The Minkowski bilinear form B is the polarization of the Minkowski quadratic form Q (trimmed), Explicitly,
$B((x_0, x_1, \ldots, x_n), (y_0, y_1, \ldots, y_n)) = x_0y_0 - x_1 y_1 - \ldots - x_n y_n .$
The hyperbolic distance between two points u and v of S+ is given by the formula
$d(\mathbf{u}, \mathbf{v}) = \operatorname{arcosh}(B(\mathbf{u}, \mathbf{v}))$
I feel this strongly implies that the metric tensor is $B$, with signature (+,-,-,...). However, if we consider the example point (1,0,0,0) in H3, its tangent space will spanned by {(0,1,0,0),(0,0,1,0),(0,0,0,1)}, and when we apply the quadratic form to these basis vectors the result for all of them is -1.

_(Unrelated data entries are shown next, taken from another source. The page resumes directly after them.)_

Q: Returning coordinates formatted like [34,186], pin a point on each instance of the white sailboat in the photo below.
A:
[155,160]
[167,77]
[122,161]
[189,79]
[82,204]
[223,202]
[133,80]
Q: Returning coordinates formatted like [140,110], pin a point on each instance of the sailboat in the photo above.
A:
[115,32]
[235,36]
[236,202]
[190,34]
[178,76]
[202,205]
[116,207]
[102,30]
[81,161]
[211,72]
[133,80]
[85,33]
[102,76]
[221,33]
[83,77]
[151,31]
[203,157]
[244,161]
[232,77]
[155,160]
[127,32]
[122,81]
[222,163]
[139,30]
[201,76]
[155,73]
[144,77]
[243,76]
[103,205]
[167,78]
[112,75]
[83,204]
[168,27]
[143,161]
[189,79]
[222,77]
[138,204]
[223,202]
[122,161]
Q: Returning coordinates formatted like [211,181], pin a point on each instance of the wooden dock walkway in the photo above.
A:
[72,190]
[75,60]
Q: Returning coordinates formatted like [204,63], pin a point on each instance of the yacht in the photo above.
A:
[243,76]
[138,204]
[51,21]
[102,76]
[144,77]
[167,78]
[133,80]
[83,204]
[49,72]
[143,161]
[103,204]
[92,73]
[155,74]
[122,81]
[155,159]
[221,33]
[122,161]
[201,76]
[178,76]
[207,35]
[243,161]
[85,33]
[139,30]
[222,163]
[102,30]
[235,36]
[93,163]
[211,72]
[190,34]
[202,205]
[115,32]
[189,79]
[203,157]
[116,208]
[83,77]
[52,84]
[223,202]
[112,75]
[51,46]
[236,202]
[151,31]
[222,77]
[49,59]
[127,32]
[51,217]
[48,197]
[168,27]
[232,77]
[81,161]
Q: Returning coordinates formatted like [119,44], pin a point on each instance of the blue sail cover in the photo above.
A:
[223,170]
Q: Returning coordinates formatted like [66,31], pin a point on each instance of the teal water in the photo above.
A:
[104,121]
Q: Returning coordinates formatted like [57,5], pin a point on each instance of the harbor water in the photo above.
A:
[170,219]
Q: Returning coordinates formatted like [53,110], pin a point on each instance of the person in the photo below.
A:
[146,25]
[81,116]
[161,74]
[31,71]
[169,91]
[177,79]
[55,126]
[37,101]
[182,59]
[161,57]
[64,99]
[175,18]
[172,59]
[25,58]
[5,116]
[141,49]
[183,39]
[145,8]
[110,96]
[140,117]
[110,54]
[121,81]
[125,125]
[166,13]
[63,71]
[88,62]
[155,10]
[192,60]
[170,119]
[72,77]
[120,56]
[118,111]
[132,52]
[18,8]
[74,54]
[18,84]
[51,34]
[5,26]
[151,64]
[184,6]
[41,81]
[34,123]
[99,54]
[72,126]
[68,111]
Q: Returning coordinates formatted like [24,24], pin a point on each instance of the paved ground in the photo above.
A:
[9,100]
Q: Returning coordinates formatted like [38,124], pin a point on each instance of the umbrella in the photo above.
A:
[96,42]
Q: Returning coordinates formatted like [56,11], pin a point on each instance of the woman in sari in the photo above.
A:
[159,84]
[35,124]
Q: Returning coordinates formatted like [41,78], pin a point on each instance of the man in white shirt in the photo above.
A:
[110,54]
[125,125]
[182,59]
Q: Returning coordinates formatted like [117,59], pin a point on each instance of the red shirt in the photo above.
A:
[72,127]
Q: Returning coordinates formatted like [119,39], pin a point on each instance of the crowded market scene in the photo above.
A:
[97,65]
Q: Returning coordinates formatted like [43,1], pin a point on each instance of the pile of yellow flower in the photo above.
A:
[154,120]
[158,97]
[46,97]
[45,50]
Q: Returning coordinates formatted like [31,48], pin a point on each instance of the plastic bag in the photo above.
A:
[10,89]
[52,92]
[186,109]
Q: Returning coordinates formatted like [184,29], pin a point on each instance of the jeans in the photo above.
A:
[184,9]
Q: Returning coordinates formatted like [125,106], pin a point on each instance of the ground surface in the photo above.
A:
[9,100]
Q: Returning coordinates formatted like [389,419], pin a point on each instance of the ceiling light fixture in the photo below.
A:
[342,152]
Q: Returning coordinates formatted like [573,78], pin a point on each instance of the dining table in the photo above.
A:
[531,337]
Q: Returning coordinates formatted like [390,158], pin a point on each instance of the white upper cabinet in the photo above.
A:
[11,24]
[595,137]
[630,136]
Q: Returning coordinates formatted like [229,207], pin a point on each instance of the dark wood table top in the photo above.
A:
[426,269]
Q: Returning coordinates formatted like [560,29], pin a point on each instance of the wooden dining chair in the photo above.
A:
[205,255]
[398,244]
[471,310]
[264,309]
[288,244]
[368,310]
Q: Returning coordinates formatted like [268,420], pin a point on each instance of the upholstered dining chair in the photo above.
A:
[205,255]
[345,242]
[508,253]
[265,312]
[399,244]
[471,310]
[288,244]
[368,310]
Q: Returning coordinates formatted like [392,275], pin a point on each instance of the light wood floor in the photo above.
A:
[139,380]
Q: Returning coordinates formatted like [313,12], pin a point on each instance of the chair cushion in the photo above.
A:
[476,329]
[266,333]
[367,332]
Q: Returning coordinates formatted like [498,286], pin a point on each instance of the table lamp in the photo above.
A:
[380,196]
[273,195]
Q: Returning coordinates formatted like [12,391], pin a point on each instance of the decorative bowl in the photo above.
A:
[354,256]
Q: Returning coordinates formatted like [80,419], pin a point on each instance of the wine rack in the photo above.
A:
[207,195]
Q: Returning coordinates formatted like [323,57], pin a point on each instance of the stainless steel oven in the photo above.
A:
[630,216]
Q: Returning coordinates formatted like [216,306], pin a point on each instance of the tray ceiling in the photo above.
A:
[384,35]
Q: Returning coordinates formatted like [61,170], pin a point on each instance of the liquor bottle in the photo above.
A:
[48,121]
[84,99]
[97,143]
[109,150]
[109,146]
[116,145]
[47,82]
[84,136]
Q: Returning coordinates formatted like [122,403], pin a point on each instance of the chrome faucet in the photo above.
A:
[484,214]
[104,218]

Indeed, rather than being positive-definite, the tangent space is negative-definite, and this extends to the entire manifold.
It seems like the proper metric is the one with signature (-,+,+,...), which will then be positive-definite and yield a Riemannian space. Am I missing something here?
Edit: I found a tacit admission that the signature is backwards in the section on reflections:
For two points $\mathbf p, \mathbf q \in \mathbb{H}^n, \mathbf p \neq \mathbf q$, there is a unique reflection exchanging them.
Let $\mathbf u = \frac {\mathbf p - \mathbf q}{\sqrt{-Q(\mathbf p - \mathbf q)}}$.
If you have to throw in a negative to make your norm work, you're doing it wrong.